Palantir’s stock concluded Friday with a 3.5% decrease, continuing its decline with over a 2% drop in premarket trading. This downturn is partly due to concerns over a potential trade war between the US and Europe. The sentiment around the stock is currently fragile, contributing to this ongoing decline.
Palantir is trading within an upsloping parallel channel, generally perceived as a bearish pattern. If the channel breaks downward, there is a risk of a deeper decline. Potentially, the stock could drop to around $147, marking a crucial chart level where price stabilization might occur under increased selling pressure.
Palantir, being publicly traded, often experiences volatility due to macroeconomic events and technical positioning. This volatility requires careful attention to the charts to avoid decisions driven by emotions.
Risk management is vital in such a scenario. It involves setting levels, respecting invalidation points, and not assuming a rebound purely based on previous declines. Monitoring the chart’s indications is essential, allowing for decisions based on objective analysis.

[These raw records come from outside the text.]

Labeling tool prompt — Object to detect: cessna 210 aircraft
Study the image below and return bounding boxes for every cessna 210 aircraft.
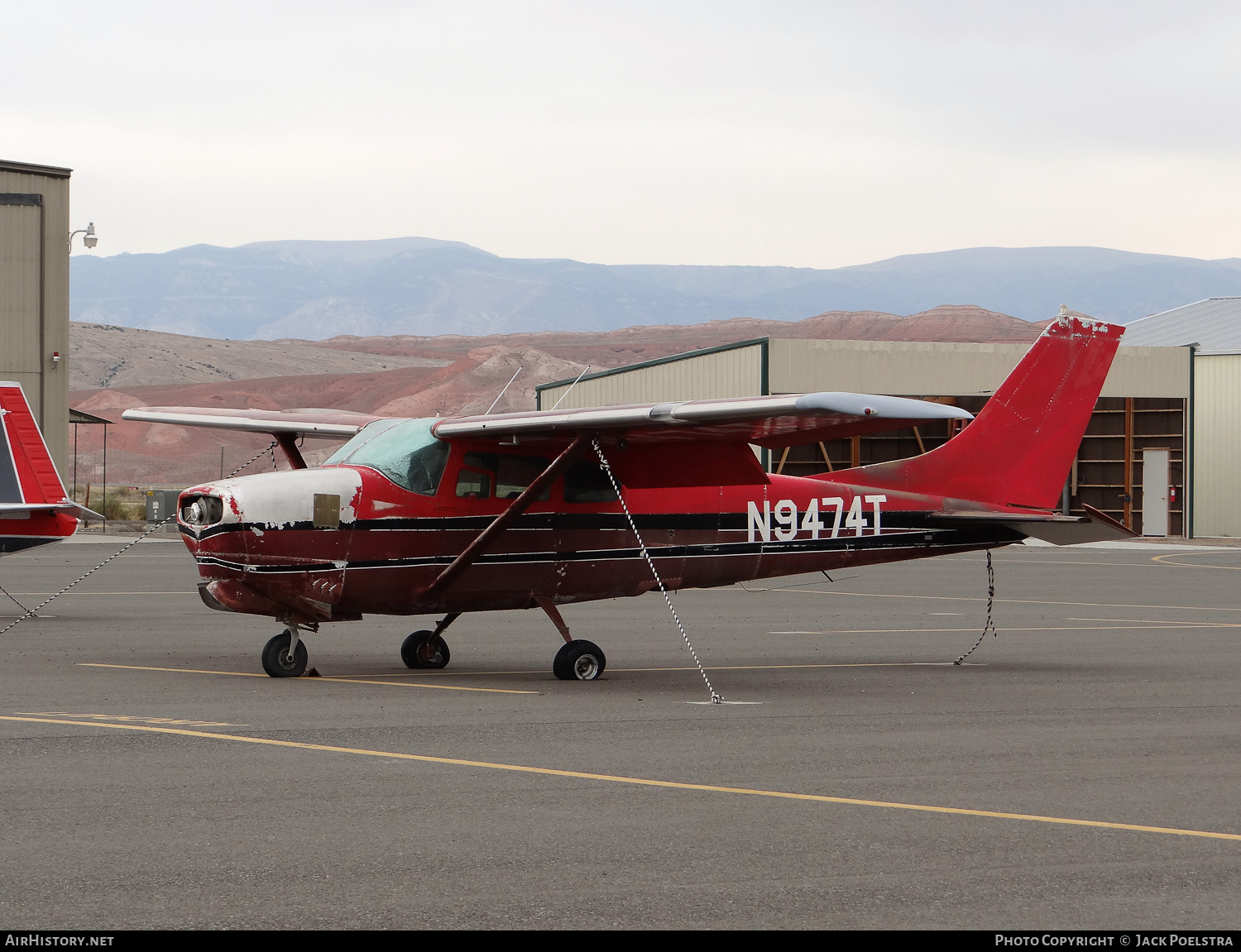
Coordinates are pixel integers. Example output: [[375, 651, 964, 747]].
[[0, 380, 103, 555], [123, 313, 1132, 680]]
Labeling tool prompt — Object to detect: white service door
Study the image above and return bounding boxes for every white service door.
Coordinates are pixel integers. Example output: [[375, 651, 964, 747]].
[[1142, 449, 1168, 536]]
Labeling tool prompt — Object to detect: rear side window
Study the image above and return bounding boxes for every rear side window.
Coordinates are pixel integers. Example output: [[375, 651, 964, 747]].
[[565, 459, 617, 503], [457, 469, 491, 499], [457, 453, 551, 501]]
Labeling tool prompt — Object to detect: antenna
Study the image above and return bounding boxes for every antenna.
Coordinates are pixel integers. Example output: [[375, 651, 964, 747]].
[[553, 364, 591, 409], [483, 367, 521, 417]]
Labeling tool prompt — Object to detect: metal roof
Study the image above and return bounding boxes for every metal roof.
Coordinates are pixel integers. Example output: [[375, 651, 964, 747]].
[[1124, 297, 1241, 352], [0, 159, 74, 179]]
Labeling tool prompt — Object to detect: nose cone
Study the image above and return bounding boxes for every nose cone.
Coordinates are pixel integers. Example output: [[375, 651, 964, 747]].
[[178, 466, 362, 548]]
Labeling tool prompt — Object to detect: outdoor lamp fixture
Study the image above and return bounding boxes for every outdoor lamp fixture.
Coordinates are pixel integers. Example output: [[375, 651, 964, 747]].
[[69, 221, 99, 251]]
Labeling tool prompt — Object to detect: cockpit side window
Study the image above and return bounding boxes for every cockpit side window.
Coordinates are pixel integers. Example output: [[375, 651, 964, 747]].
[[324, 419, 448, 495]]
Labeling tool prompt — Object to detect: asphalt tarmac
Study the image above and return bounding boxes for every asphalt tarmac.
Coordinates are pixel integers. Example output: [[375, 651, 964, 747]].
[[0, 540, 1241, 930]]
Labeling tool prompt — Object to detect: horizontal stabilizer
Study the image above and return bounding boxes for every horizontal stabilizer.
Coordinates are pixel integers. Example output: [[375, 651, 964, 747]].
[[0, 500, 103, 523], [121, 407, 384, 439], [928, 505, 1137, 545]]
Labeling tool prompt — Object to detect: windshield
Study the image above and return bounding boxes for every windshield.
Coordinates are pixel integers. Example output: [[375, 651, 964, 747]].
[[324, 419, 448, 495]]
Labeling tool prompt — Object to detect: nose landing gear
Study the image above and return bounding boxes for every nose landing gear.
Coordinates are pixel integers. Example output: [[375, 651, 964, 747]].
[[551, 638, 608, 682], [263, 624, 307, 677], [401, 612, 461, 667]]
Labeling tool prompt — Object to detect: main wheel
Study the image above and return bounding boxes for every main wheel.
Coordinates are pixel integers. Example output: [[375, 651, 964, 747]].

We saw how fragile sentiment in Palantir was late last year, when concerns over a US-Europe trade war sent the stock tumbling. Those concerns are now escalating, especially after the US Commerce Department announced a review of digital services taxes last week. Recent data from Eurostat showing a 5% decline in US tech imports for Q4 2025 confirms these fears are starting to impact the numbers.
From a technical standpoint, the upsloping parallel channel we were watching in 2025 remains the dominant pattern on the chart. This structure is still viewed as bearish, and the stock is once again testing its lower boundary. A decisive break below the current support around $158 would signal that the next major leg down is beginning.
Given this setup, we should be looking at put options to hedge or speculate on a downside move. March or April expirations would provide enough time for this pattern to resolve, especially since breakdowns can sometimes be followed by a brief retest of the broken support level. Implied volatility is now elevated near 45%, reflecting the market’s growing anxiety over trade policy.
For a more risk-defined strategy, a bear put spread is logical to offset some of the high premium costs. We could consider buying a put with a strike near the current price and selling a put down at the $147 target level. This approach profits directly from the scenario where the channel breaks and the price moves toward that key low pivot we identified last year.
We only need to look back to the AI-driven volatility of mid-2024 to remember how quickly Palantir can reprice on macro shifts. During that time, we saw swings of over 15% happen in just a few weeks. Using options allows us to position for a similar move without exposing ourselves to the unlimited risk of shorting the stock outright.